Senado deve votar PEC do orçamento nesta quarta-feira; acordo prevê mudanças no texto


Na prática, acordo fará com que texto seja reexaminado pela Câmara, se aprovado. Proposta aumenta gastos obrigatórios do governo ao tornar impositivas as emendas de bancada; entenda. Plenário do Senado
Marcos Oliveira/Agência Senado
O Senado deverá votar nesta quarta-feira (3) a proposta que inclui na Constituição a obrigatoriedade de o governo pagar as emendas parlamentares de bancada previstas no Orçamento.
A proposta de emenda à Constituição (PEC) – aprovada pela Câmara em votação-relâmpago na semana passada – é o primeiro item da pauta do plenário nesta quarta. Antes, porém, o texto será analisado pela Comissão de Constituição e Justiça (CCJ).
Por acordo (leia detalhes mais abaixo), os senadores deverão modificar a redação aprovada pela Câmara. Com isso, os deputados terão de discutir a PEC novamente, se o texto for aprovado nesta quarta-feira.
O que são emendas de bancada?
Emendas de bancada consistem em indicações de deputados e de senadores, no Orçamento da União, sobre como destinar recursos para os estados de origem dos parlamentares.
Geralmente, o dinheiro das emendas vai para projetos em áreas como saúde, educação e saneamento.
De acordo com o projeto aprovado pela Câmara:
quando a PEC entrar em vigor, no primeiro ano, o pagamento das emendas terá caráter obrigatório e valor correspondente a até 1% da Receita Corrente Líquida (RCL);
nos anos seguintes, a quantia será corrigida segundo a inflação, medida pelo IPCA.
O caráter obrigatório das emendas de bancada é previsto na Lei de Diretrizes Orçamentárias (LDO): até 0,6% da Receita Corrente Líquida.
O texto em análise pelos senadores aumenta o limite e inclui a obrigatoriedade na Constituição, o que confere maior rigidez à aplicação da regra.

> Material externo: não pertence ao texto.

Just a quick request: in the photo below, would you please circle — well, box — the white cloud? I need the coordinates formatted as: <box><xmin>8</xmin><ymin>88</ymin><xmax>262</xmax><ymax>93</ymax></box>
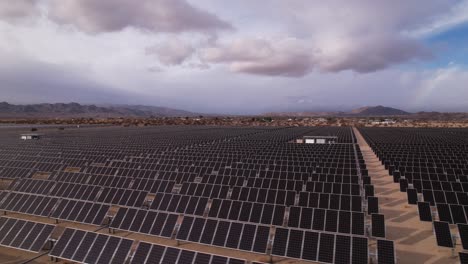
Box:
<box><xmin>146</xmin><ymin>37</ymin><xmax>195</xmax><ymax>66</ymax></box>
<box><xmin>0</xmin><ymin>0</ymin><xmax>40</xmax><ymax>23</ymax></box>
<box><xmin>49</xmin><ymin>0</ymin><xmax>232</xmax><ymax>33</ymax></box>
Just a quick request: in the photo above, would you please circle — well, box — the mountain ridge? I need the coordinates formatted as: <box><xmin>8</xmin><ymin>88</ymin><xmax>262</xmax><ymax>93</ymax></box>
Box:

A PEC permite corte nas emendas, desde que:
proporcionais aos cortes nas despesas discricionárias (não obrigatórias);
o corte seja fundamentado e apresente, como justificativa, risco à meta fiscal.
Atualmente, a obrigatoriedade do pagamento das emendas individuais de parlamentares já é prevista na Constituição: 1,2% da RCL.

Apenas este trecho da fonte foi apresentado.